Le changement en question concerne le programme Écocamionnage, dont la mouture actuelle devait venir à échéance le 31 mars prochain. En invoquant un « engouement exceptionnel », le ministère des Transports et de la Mobilité durable (MTMD) a récemment annoncé, sur son site web, qu’il cessait d’accepter les nouvelles demandes d’aide financière en date du 6 septembre. Cette « suspension temporaire » est en vigueur jusqu’à « nouvel ordre ».
Écocamionnage consiste à stimuler l’électrification et l’utilisation de technologies visant à réduire les émissions de gaz à effet de serre (GES) dans le transport de marchandises.
À titre d’exemple, pour la version électrique d’un poids lourd (classe 8), il était possible d’obtenir jusqu’à 175 000 $ en vertu d’Écocamionnage. L’acheteur d’un poids lourd électrique pouvait absorber plus de la moitié du coût d’acquisition en combinant l’aide avec le soutien fédéral – un maximum de 150 000 $.
PHOTO FOURNIE PAR GLOBOCAM
Globocam craint des annulations de commandes pour le poids lourd électrique eCascadia du constructeur Freighliner.
Le hic ? Le client doit solliciter la subvention du programme provincial après la réception de son achat, tandis que l’aide fédérale prend la forme d’un rabais à l’achat. Dans l’industrie du camionnage, on craint de voir la clientèle refuser des livraisons de véhicules déjà commandés puisqu’elle n’a plus la garantie que l’argent de Québec sera au rendez-vous.
« Il y a une très grande part de risque pour le client de commander un camion électrique ne sachant pas s’il va être subventionné », dit M. Chénard.
Poids financier
Le message du MTMD a provoqué une vive secousse dans l’industrie, le magazine spécialisé Transport routier l’a récemment évoqué. Propriétaire des marques Peterbilt et Kenworth, Paccar, qui exploite également une usine d’assemblage à Sainte-Thérèse, dans les Laurentides, a même senti le besoin d’y aller d’une tentative de rappel à l’ordre auprès du gouvernement Legault.

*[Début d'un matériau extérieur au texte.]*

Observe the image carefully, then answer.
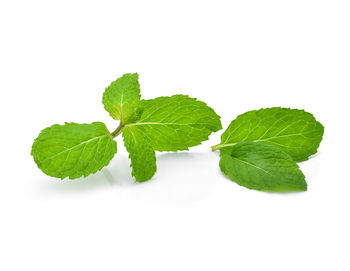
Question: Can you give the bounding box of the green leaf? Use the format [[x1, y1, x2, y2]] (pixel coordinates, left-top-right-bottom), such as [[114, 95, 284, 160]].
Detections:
[[219, 142, 307, 191], [214, 107, 324, 162], [102, 73, 141, 124], [122, 127, 157, 182], [31, 122, 117, 179], [124, 95, 222, 151]]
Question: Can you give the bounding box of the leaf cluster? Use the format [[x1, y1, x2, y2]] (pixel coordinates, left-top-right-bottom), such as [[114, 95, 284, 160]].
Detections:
[[31, 73, 324, 191], [213, 108, 324, 191], [31, 73, 221, 182]]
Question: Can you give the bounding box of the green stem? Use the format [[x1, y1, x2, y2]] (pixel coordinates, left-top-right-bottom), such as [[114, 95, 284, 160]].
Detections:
[[111, 124, 123, 138], [211, 143, 238, 151], [211, 144, 221, 151]]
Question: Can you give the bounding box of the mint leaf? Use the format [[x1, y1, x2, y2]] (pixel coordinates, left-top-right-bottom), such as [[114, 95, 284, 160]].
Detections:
[[122, 127, 156, 182], [219, 142, 307, 191], [31, 122, 117, 179], [102, 73, 141, 124], [214, 107, 324, 162], [124, 95, 222, 151]]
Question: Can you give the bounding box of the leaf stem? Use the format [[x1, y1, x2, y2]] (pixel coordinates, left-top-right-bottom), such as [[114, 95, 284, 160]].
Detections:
[[211, 144, 221, 151], [211, 142, 238, 151], [111, 124, 123, 138]]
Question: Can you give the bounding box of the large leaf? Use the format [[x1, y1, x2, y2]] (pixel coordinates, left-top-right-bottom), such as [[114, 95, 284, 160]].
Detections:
[[219, 142, 307, 191], [214, 107, 324, 162], [124, 95, 222, 151], [31, 122, 117, 179]]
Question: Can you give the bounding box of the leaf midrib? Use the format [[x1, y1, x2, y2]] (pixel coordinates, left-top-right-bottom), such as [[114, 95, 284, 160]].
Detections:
[[125, 122, 208, 127], [231, 156, 271, 176], [40, 134, 110, 163], [217, 131, 315, 150]]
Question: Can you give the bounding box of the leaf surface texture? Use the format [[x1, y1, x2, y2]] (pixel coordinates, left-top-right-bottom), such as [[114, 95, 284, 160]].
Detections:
[[218, 107, 324, 161], [219, 142, 307, 191], [31, 122, 116, 179], [125, 95, 222, 151], [122, 127, 157, 182], [102, 73, 141, 124]]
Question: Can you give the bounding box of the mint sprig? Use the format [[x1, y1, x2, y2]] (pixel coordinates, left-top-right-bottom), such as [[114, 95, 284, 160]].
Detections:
[[31, 73, 221, 181], [31, 73, 324, 192], [212, 107, 324, 191]]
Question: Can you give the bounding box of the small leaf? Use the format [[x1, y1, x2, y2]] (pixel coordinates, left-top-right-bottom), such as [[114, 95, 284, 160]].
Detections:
[[216, 107, 324, 162], [124, 95, 222, 151], [31, 122, 117, 179], [219, 142, 307, 191], [102, 73, 141, 124], [122, 126, 157, 182]]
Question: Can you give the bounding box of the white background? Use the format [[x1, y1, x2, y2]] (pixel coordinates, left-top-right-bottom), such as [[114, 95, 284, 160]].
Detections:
[[1, 1, 349, 270]]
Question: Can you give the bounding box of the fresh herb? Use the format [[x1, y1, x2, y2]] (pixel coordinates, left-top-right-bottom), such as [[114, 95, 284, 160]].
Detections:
[[31, 73, 221, 182], [32, 74, 324, 192], [212, 108, 324, 191]]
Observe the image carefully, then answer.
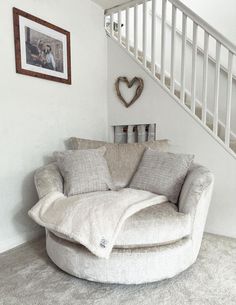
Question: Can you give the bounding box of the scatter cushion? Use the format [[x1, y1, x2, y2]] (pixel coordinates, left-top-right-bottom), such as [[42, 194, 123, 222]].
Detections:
[[54, 147, 114, 196], [130, 150, 194, 203], [69, 137, 170, 189], [51, 200, 191, 248]]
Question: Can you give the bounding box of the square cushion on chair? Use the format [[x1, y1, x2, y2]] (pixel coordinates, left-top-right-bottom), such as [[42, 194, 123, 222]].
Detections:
[[130, 150, 194, 203], [69, 137, 169, 189], [54, 147, 114, 196]]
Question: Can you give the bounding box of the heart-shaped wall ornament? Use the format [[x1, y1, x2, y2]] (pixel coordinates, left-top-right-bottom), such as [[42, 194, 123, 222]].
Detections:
[[115, 77, 144, 108]]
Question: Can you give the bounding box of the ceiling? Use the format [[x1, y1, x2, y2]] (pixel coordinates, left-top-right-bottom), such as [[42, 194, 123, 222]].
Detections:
[[92, 0, 129, 9]]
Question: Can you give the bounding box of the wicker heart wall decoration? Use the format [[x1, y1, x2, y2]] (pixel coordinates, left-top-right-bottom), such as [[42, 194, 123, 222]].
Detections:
[[115, 77, 144, 108]]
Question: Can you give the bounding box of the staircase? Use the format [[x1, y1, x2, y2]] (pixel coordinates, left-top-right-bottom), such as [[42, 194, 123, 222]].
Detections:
[[104, 0, 236, 157]]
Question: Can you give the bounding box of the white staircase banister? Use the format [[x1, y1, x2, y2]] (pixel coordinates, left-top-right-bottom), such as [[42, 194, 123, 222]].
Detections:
[[105, 0, 236, 55], [105, 0, 236, 157]]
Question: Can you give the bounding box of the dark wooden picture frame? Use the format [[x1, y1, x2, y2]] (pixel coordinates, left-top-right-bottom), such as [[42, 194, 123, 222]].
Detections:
[[13, 7, 71, 84]]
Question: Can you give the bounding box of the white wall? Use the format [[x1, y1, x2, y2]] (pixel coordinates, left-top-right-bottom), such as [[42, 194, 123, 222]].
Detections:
[[108, 38, 236, 238], [0, 0, 108, 253]]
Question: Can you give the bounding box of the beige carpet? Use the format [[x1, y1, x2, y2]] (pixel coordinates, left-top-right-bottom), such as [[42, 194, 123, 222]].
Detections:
[[0, 233, 236, 305]]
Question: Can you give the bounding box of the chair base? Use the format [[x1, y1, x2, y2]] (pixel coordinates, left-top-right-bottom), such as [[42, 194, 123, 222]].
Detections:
[[46, 230, 197, 284]]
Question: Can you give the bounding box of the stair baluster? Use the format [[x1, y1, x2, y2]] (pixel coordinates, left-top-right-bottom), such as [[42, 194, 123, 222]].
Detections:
[[151, 0, 157, 76], [202, 31, 209, 125], [143, 0, 147, 67], [225, 52, 233, 146], [180, 13, 187, 103], [170, 4, 176, 94], [161, 0, 167, 84], [213, 41, 221, 135]]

Dans une lettre adressée au premier ministre François Legault et à trois de ses ministres, que La Presse a pu consulter, la multinationale américaine souligne qu’il est « difficile de comprendre pourquoi cette situation n’a pas été signalée à l’avance ».
« L’achat, la construction et la livraison d’un camion électrique peuvent prendre plusieurs mois, souligne le directeur des ventes nationales, énergies alternatives de Peterbilt du Canada, Martin Blanchet. Il est donc raisonnable de conclure que si la situation n’est pas résolue, les commandes clients confirmées que nous pensions livrer cette année et en 2025 seront tout simplement annulées et deviendront un inventaire coûteux. »
Dans une lettre envoyée également au gouvernement Legault, l’Association du camionnage du Québec (ACQ) estime qu’un coup de barre est nécessaire pour « limiter les dommages ».
« Nous recommandons très fortement d’utiliser toutes les sommes d’argent disponibles, notamment celles émanant du Fonds d’électrification et de changements climatiques et de réinstaurer, rétroactif au 6 septembre, le programme », écrit son président-directeur général, Marc Cadieux.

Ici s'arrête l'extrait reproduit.